Abstract

Coccidioides is a dimorphic fungus that causes coccidioidomycosis, also known as San Joaquin Valley Fever. The fungus is endemic to the southwestern United States, northern Mexico, and Central and South America. Infection is typically acquired through inhalation of dust particles that causes pulmonary infection. Direct cutaneous inoculation can occasionally occur.

We report a case of disseminated cutaneous coccidioidomycosis in a 21-year-old female from southern California with a remote history of Valley Fever years ago that resolved without treatment. She presented as a consult for a scar revision on the right inferior lateral neck at the site of a previous draining lymph node. Histology of the excision showed non-caseating granulomas in the deep dermis and subcutis beneath a dermal scar. Gomori methenamine silver stain highlights thick-walled spherules, predominantly 20-40 micrometers in diameter, some of which are filled with PAS positive endospores, within granulomas and multinucleated giant cells. Fite-faraco and Ziehl-Neelson stains were negative for acid-fast bacilli.  The diagnosis of coccidioidomycosis was made based on histomorphology and patient’s clinical history.

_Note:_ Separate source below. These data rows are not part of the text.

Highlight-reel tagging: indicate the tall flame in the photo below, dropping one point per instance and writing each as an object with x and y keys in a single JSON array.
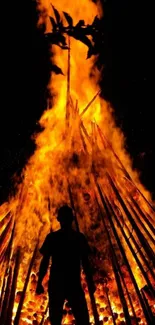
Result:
[{"x": 64, "y": 158}]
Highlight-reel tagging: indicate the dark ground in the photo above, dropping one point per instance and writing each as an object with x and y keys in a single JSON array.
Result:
[{"x": 128, "y": 81}]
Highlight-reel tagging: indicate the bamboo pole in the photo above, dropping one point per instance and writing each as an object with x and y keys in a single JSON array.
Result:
[
  {"x": 124, "y": 256},
  {"x": 13, "y": 289},
  {"x": 3, "y": 315},
  {"x": 143, "y": 216},
  {"x": 91, "y": 294},
  {"x": 68, "y": 86},
  {"x": 130, "y": 247},
  {"x": 5, "y": 235},
  {"x": 142, "y": 239},
  {"x": 117, "y": 278},
  {"x": 17, "y": 317},
  {"x": 124, "y": 170}
]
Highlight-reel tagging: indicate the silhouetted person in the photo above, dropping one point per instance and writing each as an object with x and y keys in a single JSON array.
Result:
[{"x": 68, "y": 250}]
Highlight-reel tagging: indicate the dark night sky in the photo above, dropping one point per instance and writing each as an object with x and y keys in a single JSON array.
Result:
[{"x": 128, "y": 80}]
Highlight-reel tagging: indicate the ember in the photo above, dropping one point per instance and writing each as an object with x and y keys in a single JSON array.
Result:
[{"x": 80, "y": 160}]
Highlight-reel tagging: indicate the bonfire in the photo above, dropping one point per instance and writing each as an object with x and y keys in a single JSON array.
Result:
[{"x": 79, "y": 160}]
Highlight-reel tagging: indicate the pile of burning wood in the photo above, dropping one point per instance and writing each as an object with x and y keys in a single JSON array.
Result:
[{"x": 125, "y": 293}]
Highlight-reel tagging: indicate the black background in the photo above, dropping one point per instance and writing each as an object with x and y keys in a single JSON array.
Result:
[{"x": 127, "y": 82}]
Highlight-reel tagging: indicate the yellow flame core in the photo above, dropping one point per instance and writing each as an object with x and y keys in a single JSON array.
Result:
[{"x": 46, "y": 175}]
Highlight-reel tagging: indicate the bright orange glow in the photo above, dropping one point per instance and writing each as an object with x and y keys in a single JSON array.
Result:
[{"x": 64, "y": 156}]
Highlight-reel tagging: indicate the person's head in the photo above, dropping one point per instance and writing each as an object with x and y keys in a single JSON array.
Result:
[{"x": 65, "y": 216}]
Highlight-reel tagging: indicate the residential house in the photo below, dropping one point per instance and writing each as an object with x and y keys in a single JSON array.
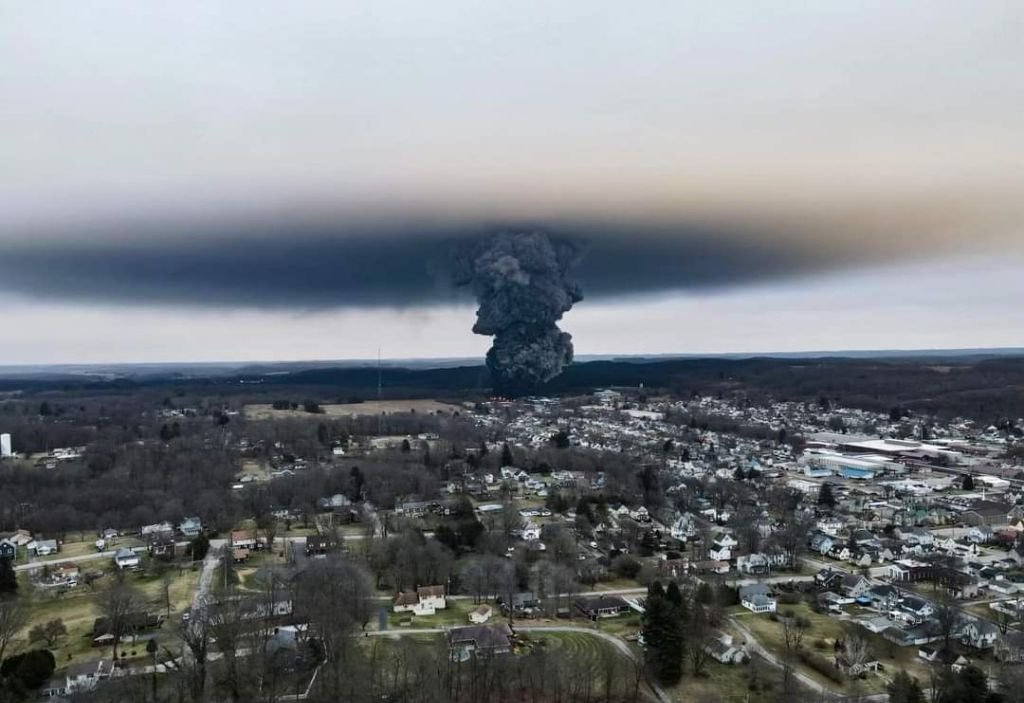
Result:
[
  {"x": 18, "y": 537},
  {"x": 126, "y": 559},
  {"x": 914, "y": 536},
  {"x": 601, "y": 606},
  {"x": 918, "y": 608},
  {"x": 320, "y": 544},
  {"x": 161, "y": 544},
  {"x": 66, "y": 573},
  {"x": 829, "y": 579},
  {"x": 884, "y": 598},
  {"x": 336, "y": 502},
  {"x": 479, "y": 641},
  {"x": 77, "y": 678},
  {"x": 43, "y": 547},
  {"x": 821, "y": 542},
  {"x": 413, "y": 509},
  {"x": 423, "y": 601},
  {"x": 684, "y": 528},
  {"x": 908, "y": 571},
  {"x": 979, "y": 633},
  {"x": 1010, "y": 648},
  {"x": 723, "y": 649},
  {"x": 190, "y": 527},
  {"x": 530, "y": 530},
  {"x": 986, "y": 513},
  {"x": 156, "y": 527},
  {"x": 247, "y": 539},
  {"x": 854, "y": 585},
  {"x": 720, "y": 552},
  {"x": 980, "y": 534},
  {"x": 523, "y": 604},
  {"x": 761, "y": 563},
  {"x": 480, "y": 614},
  {"x": 757, "y": 599}
]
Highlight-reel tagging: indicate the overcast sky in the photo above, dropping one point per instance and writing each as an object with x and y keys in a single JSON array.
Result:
[{"x": 265, "y": 180}]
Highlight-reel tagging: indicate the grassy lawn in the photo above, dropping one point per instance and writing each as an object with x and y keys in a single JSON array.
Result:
[
  {"x": 820, "y": 638},
  {"x": 754, "y": 682},
  {"x": 627, "y": 623},
  {"x": 616, "y": 584},
  {"x": 78, "y": 609},
  {"x": 457, "y": 613}
]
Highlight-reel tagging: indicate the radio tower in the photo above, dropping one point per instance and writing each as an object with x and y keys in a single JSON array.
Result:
[{"x": 380, "y": 409}]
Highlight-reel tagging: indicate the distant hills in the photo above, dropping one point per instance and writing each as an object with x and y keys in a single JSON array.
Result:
[{"x": 986, "y": 385}]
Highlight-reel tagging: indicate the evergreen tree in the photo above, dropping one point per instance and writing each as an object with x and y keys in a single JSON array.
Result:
[
  {"x": 8, "y": 579},
  {"x": 664, "y": 633},
  {"x": 825, "y": 496},
  {"x": 905, "y": 689}
]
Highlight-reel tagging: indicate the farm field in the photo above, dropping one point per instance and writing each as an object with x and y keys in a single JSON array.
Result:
[
  {"x": 78, "y": 609},
  {"x": 820, "y": 636},
  {"x": 370, "y": 407}
]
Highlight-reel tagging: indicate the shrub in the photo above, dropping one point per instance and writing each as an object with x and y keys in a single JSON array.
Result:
[{"x": 821, "y": 665}]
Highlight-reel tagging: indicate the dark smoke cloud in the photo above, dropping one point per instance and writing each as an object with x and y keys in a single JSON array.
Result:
[
  {"x": 322, "y": 267},
  {"x": 522, "y": 283}
]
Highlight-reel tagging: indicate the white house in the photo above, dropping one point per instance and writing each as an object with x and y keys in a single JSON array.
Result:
[
  {"x": 530, "y": 530},
  {"x": 424, "y": 601},
  {"x": 979, "y": 634},
  {"x": 480, "y": 614},
  {"x": 126, "y": 559},
  {"x": 757, "y": 599},
  {"x": 723, "y": 649}
]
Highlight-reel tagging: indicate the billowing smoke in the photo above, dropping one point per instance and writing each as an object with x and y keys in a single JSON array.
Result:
[{"x": 522, "y": 283}]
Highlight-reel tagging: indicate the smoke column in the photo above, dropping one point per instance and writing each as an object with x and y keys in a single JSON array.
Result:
[{"x": 522, "y": 283}]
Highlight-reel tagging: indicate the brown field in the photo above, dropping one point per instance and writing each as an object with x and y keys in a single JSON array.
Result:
[{"x": 370, "y": 407}]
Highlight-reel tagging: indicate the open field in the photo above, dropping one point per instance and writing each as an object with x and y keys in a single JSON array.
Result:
[
  {"x": 753, "y": 682},
  {"x": 820, "y": 636},
  {"x": 370, "y": 407},
  {"x": 78, "y": 609}
]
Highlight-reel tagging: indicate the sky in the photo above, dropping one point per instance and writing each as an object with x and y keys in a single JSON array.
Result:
[{"x": 239, "y": 181}]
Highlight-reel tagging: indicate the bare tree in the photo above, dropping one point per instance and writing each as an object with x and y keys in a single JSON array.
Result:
[
  {"x": 12, "y": 618},
  {"x": 855, "y": 653},
  {"x": 119, "y": 604},
  {"x": 196, "y": 635}
]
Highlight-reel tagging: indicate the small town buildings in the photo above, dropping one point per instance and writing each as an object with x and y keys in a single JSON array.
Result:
[
  {"x": 43, "y": 547},
  {"x": 722, "y": 648},
  {"x": 423, "y": 601},
  {"x": 757, "y": 599},
  {"x": 126, "y": 559},
  {"x": 77, "y": 678},
  {"x": 479, "y": 641},
  {"x": 247, "y": 539},
  {"x": 480, "y": 614},
  {"x": 320, "y": 545},
  {"x": 601, "y": 606},
  {"x": 190, "y": 527}
]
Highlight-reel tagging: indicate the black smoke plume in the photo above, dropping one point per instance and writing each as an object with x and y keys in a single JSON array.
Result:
[{"x": 522, "y": 283}]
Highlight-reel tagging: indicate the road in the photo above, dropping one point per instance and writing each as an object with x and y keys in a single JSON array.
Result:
[
  {"x": 210, "y": 565},
  {"x": 755, "y": 646},
  {"x": 109, "y": 555}
]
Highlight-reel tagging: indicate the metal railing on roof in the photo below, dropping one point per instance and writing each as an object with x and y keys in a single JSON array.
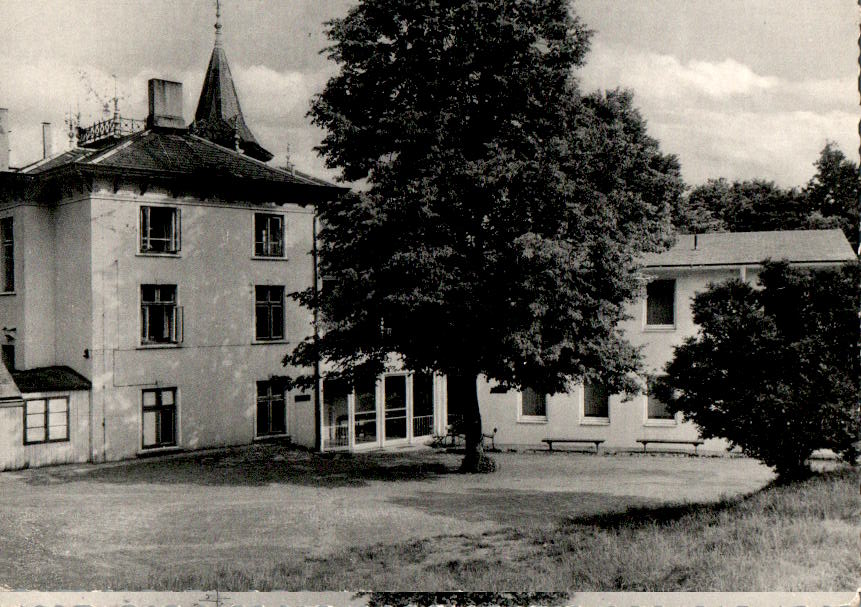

This case is unique due to the remote nature of the patient’s original infection and unusual histopathologic findings. Cutaneous lesions of coccidioidomycosis typically show pseudoepitheliomatous hyperplasia with acute, suppurative granulomatous inflammation.  Fungal organisms tend to be found more superficially and vary in density. Although non-caseating and sarcoidal granulomas have been described in late lesions of coccidioidomycosis, these tend to be in the upper two thirds of the dermis. The absence of pseudoepitheliomatous hyperplasia is also rare.